Motivation, Part 2

Issue 16: 20/1/2023

Last week I was looking at the main messages in a book by Daniel Pink called Drive. Initially, I looked at two key factors, extrinsic and intrinsic motivation and engagement with a set task. The third consideration is the nature of set tasks. He favours Goldilocks tasks. These are tasks that are not too difficult and not too easy, in other words, just right! If a task is too easy, learners or workers get bored. If it’s too hard they will get anxious or frustrated. However challenging tasks are ones that engage us and push us to a slightly higher level. Those moments are the optimal experiences in human existence-what Mihaly Csikszentmihalyi calls ‘flow.’ In flow moments, we lose a sense of ourselves we are in the moment, deeply engaged. Can you think of times when an hour seemed like 5 minutes? If you play sport or a musical instrument, can you remember times when you played or performed intuitively without thinking? You are in the flow! The way that schools are organized by interrupting the flow every 45-60 minutes makes flow or in the zone difficult to achieve.

The fourth thing he talks about is fun and play.

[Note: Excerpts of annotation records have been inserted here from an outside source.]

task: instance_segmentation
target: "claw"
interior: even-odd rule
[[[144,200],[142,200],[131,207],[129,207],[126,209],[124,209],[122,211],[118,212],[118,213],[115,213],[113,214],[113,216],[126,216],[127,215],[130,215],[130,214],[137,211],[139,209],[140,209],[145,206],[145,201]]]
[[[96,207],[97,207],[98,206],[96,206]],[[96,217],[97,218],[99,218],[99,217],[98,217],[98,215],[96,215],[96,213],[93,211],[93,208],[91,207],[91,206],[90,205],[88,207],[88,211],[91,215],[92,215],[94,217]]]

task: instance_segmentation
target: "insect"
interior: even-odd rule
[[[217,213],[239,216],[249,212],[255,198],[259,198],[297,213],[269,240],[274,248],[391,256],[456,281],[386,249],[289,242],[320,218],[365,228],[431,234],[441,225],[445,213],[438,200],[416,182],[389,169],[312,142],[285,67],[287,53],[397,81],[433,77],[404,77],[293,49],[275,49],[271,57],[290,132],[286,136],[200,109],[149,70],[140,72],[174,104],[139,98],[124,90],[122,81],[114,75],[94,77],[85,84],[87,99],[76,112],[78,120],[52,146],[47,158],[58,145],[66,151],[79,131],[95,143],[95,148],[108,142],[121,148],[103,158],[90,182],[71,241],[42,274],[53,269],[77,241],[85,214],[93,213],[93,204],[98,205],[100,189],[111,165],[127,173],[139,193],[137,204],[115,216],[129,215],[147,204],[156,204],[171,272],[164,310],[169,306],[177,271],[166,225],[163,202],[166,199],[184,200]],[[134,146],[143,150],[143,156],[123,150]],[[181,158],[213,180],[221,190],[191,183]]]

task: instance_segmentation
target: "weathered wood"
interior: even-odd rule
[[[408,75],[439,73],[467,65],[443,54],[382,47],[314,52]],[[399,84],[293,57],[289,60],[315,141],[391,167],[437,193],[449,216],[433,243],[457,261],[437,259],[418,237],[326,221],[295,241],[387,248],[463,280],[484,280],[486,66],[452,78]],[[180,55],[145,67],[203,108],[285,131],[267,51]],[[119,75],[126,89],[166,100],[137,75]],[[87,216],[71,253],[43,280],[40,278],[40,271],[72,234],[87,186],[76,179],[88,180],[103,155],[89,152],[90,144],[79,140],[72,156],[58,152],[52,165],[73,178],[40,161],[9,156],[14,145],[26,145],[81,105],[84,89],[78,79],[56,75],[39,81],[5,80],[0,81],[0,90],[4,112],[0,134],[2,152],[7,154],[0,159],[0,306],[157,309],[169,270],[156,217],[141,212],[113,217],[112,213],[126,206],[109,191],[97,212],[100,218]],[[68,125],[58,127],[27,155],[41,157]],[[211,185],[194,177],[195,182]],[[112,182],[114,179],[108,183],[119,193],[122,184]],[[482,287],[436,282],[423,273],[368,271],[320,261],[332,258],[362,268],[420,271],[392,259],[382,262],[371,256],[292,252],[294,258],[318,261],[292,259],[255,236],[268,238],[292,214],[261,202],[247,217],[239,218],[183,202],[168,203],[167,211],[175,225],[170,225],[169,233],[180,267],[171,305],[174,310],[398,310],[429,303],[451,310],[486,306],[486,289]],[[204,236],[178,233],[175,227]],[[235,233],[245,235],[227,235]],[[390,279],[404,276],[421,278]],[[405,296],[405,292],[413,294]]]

The problem is of course that many of us equate these words with a lack of rigour. But they can equate. No one would think that a football team practising with fun to improve, or an orchestra that’s playing music isn’t doing something rigourous. Humans learn by playing as children and as we get older by playing with ideas. This concept speaks to what I wrote about creativity too. The creative process is very rigourous and some of the greatest artists work with rigour, limits and strict guidelines. 

The final aspect to motivation is people knowing why they are doing any task. Research has shown that people do better at a task if they know why they are doing it in the first place. School is often about how -here’s how you solve a quadratic equation, here’s how you write an essay, here’s how you do a chemistry experiment. We often give short shrift to why. Why does it matter to solve quadratic equations? Why do we need to know how to write essays or why do we need to know how to do a chemistry experiment? It is never ever enough to say ‘because it’s on the test.’ There has to be meaning, in other words relevance. When students can see clear and direct relevance then motivation levels soar.

Clearly putting all these things together is not an easy job. Pink however,  shows us that even just tweaking some of these elements works wonders for our motivation.

Finally, I want to wish everyone a great year of the rabbit! Let’s hope for better things in this auspicious year.